While the U.S. is often seen to the outside world as quite Christian - our loud conservative "Christian Right", "God Bless America" at the end of political speeches, and "In God we Trust" on all our money - living in Europe makes me realize how few federal holidays we have associated with religious traditions. I could have said, "how few federal holidays." Full stop. Period. Here in Sweden most places are closed on Good Friday, Easter and Easter Monday and have reduced hours on the Thursday before Good Friday and Saturday before Easter. Kids are out of school during Easter week.

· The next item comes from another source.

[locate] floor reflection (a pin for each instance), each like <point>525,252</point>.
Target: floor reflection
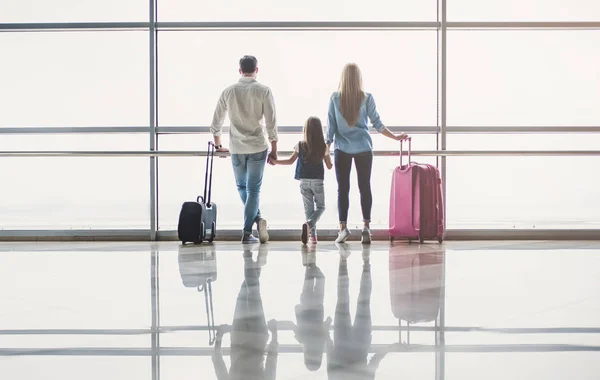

An Australian friend was reflecting about how special it is to have the beginning of spring coincide with Easter here in Sweden. Because the seasons are opposite in the southern hemisphere, Easter is usually in a fall time. All the eggs symbolizing new life, the blooming flowers after a cold winter make it feel differently significant. In Australia Easter time also has holidays associated and numerous days off (Good Friday, Easter Saturday, Easter Sunday and Easter Monday). And sometimes you get a lucky 5-day weekend when it coincides with another public holiday on April 25th, Anzac Day - honoring members of the Australian and New Zealand Armed Corps who have died.
In Europe (and Australia) where fewer and fewer people are religious, there are sure a lot of holidays associated with religious tradition. But part of the key for Americans is that our Puritan roots as a country made it so that the early settlers could be fined for celebrating Christmas . And Christmas wasn't a federal holiday until 1870 and it's the only Christian-related (or religious) federal holiday we have.
|Påsk (Easter) decorations - colored feathers in trees.|
Traditionally religious holiday times are for fasting or a pilgrimage or a feast, sound familiar, Jews, Christians and Muslims? It should, because at least traditionally we all do it. (Well, Christians cheat - fasting means you still get veggies.)
Seeing all the facebook photos of candies, dresses, presents, this Easter time, makes me understand a bit what the Puritans were so angry about. They didn't like the boozing and merriment, I don't like how commercial all these holidays are. Grumble on.
In the end, the wonderful part of holidays is the gathering with family and friends. I will tolerate the obsessive facebook posting, put away my concerns about the dominating nature of Christian traditions in diverse societies, and just try to enjoy the time off.
U.S., get it together. We should have more public holidays - no matter the origin, because it really is about giving people time to connect and be with loved ones, not going to work all the time.